The other day, through a friend, I acquired a couple very old ceramic pieces. The acquisition may really take a long time, years probably, to fully accomplish – still, for now, the new platter and bowl are sitting on my kitchen table and are like new companions, new creatures in the house. In the evening in the kitchen I glance over, mid-spoonful, and there they are, watching.
I am watching them too. They are not rare. The piece above, the platter, is Japanese umanome from the late Edo period. Probably produced in the Seto region, these platters, I am learning as I read online, were in prolific use along the Tokaido Road. Yanagi Soetsu cited them as an inspiring example of robust, brisk, ‘honest’ ceramics during the folk art revival of the ‘twenties in Japan – the Mingei Movement. Umanome means horse eyes. That’s what the circles are supposed to be, arranged around the perimeter of the form. Typically these platters have six…my platter has seven. During my first few evenings with my new ceramic pieces a favorite feature of the platter is…I have to say…not the eyes…the six small rough dots closer to the center. These were not made with the brush. I think these are scars in the glaze surface from wads that lifted the next platter up a bit in the kiln.
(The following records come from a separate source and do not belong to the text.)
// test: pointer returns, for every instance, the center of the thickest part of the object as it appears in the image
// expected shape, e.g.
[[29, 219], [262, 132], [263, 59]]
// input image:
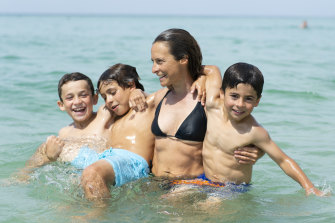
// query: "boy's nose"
[[77, 100], [240, 102], [109, 99]]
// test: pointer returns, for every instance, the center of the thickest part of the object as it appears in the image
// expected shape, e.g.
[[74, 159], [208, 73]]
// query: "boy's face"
[[77, 100], [240, 101], [116, 97]]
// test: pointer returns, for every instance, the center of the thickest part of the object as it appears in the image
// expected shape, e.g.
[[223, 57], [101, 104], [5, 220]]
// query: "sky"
[[318, 8]]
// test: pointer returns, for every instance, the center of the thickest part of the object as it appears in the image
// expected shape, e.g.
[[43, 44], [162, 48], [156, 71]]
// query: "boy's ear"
[[61, 105], [258, 100], [95, 99], [221, 93], [132, 85], [184, 60]]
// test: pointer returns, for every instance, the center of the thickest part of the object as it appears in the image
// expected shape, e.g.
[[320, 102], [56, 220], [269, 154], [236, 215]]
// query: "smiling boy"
[[77, 98], [230, 125]]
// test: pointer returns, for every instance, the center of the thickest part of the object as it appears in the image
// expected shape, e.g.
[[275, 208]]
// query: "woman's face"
[[165, 66], [116, 97]]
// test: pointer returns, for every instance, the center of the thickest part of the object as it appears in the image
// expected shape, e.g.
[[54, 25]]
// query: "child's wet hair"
[[76, 76], [123, 74], [243, 73]]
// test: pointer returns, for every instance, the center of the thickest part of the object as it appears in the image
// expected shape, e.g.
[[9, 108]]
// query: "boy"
[[230, 125], [76, 97]]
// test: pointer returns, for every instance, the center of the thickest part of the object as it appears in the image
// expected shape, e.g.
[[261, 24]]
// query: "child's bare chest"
[[224, 136]]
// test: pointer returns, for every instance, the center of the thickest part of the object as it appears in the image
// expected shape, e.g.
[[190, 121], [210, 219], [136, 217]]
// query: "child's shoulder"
[[258, 132]]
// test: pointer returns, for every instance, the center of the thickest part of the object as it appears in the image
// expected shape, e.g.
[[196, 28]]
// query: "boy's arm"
[[213, 84], [288, 165], [104, 117], [47, 152]]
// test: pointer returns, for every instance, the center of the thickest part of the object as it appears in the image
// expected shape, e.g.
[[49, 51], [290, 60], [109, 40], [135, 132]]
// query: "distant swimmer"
[[304, 25]]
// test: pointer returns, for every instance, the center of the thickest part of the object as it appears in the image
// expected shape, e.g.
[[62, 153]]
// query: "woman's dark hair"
[[243, 73], [182, 44], [123, 74], [76, 76]]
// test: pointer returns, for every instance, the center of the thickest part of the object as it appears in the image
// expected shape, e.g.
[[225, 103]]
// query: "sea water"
[[297, 108]]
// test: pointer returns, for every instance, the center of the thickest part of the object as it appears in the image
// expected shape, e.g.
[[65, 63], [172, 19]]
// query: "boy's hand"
[[54, 146], [248, 154], [137, 100], [200, 86], [104, 113]]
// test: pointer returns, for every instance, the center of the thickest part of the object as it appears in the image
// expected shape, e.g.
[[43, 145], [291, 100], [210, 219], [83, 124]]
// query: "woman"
[[180, 121], [174, 114]]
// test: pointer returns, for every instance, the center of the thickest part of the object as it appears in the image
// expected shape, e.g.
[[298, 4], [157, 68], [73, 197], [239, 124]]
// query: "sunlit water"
[[297, 108]]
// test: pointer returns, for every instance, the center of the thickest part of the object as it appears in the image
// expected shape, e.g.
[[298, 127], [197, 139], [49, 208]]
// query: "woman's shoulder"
[[156, 97]]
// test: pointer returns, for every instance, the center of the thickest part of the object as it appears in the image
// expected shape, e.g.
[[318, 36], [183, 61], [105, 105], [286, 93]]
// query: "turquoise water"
[[297, 108]]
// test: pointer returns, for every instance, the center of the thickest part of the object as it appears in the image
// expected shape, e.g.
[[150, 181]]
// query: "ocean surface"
[[297, 108]]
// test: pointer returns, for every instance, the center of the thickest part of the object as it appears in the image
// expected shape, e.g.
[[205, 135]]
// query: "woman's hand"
[[200, 86], [248, 154], [54, 146], [137, 100]]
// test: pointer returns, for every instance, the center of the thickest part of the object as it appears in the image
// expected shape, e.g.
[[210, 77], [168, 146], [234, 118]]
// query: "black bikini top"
[[193, 127]]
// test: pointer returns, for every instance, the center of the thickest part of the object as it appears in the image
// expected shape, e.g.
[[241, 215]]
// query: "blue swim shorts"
[[127, 165]]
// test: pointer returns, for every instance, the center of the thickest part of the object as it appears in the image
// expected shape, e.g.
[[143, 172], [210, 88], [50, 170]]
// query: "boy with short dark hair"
[[77, 98], [230, 125]]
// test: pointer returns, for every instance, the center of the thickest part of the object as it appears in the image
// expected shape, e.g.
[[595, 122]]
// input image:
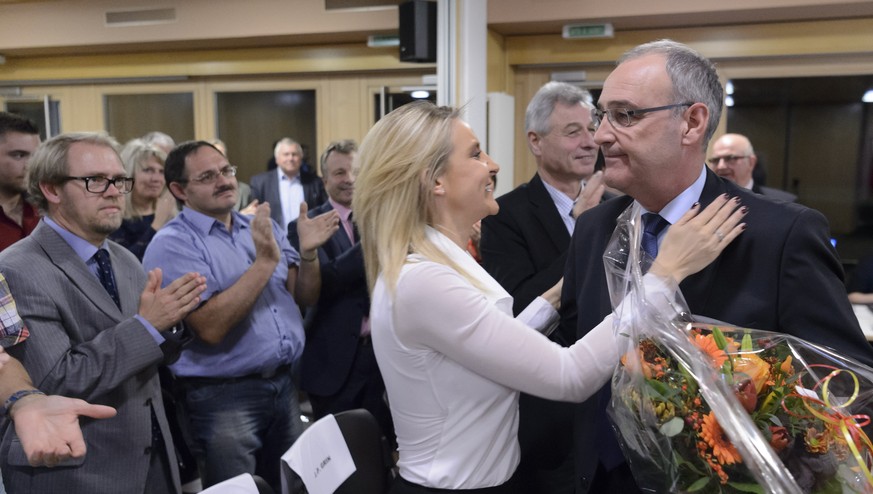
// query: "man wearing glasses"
[[734, 159], [235, 377], [98, 325], [657, 112]]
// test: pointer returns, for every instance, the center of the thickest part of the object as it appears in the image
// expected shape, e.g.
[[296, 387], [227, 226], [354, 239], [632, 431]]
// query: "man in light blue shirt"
[[239, 400]]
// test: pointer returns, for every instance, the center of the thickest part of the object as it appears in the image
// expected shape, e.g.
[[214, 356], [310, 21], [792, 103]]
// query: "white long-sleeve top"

Putting down my spoon I reach for the platter and flip it upside down. Its foot is wide and low, just right for arranging on top of the wads placed on the platter below it – in the days before kiln shelves, the chamber was sometimes filled with pots that were designed to stack easily one on top of another, separated and kept from fusing together as the glaze surfaces melted by the use of little refractory pellets – wads. I look closely at the unglazed foot – yes, sure enough, there are the small rough dots. I picture my platter taking its place in the stack, the tall column of ware in the kiln. It was neither at the top, nor at the bottom.
My friend sent a follow-up email after I got the pieces. “Regarding your new antique pots,” he started, and helped me understand them by describing their histories a little, and, importantly, where & when it was that he acquired them himself, some sixty years ago. “Those aren’t horse eyes,” he said also. “Those are clouds.”
The second piece here on the table with me now is smaller, more delicate, higher-fired, and older. It is a Song Dynasty bowl probably made in south-east China & exported to Indonesia. Like bowls generally, as compared to platters, a more overt and prosaic flat form, this particular bowl is more graceful and ethereal. Bowls often have a hidden quality that platters lack – a shifting, musical, essence that you can’t see but feel. Bowls are more mysterious and cosmic – you use them more every day, though. No iron brushwork on this bowl, as the umanome platter has – instead, under the greenish crackly glaze, some sweeping, quickly-rendered, loopy designs. “Those are lotus flowers,” my friend said.
You can feel the motion of the potter’s hand, holding some short thin stick and trailing it through the still-wet clay, as you hold the bowl now. Better hold it with both hands – better stop eating and put the spoon down again, slow down and just look for a second.
Night, when I return to the kitchen and check on my new pieces a last time before sleep, it is the bowl I am glancing at as I switch the light over the kitchen table off, and as, from the window over the sink, moonlight fills the room.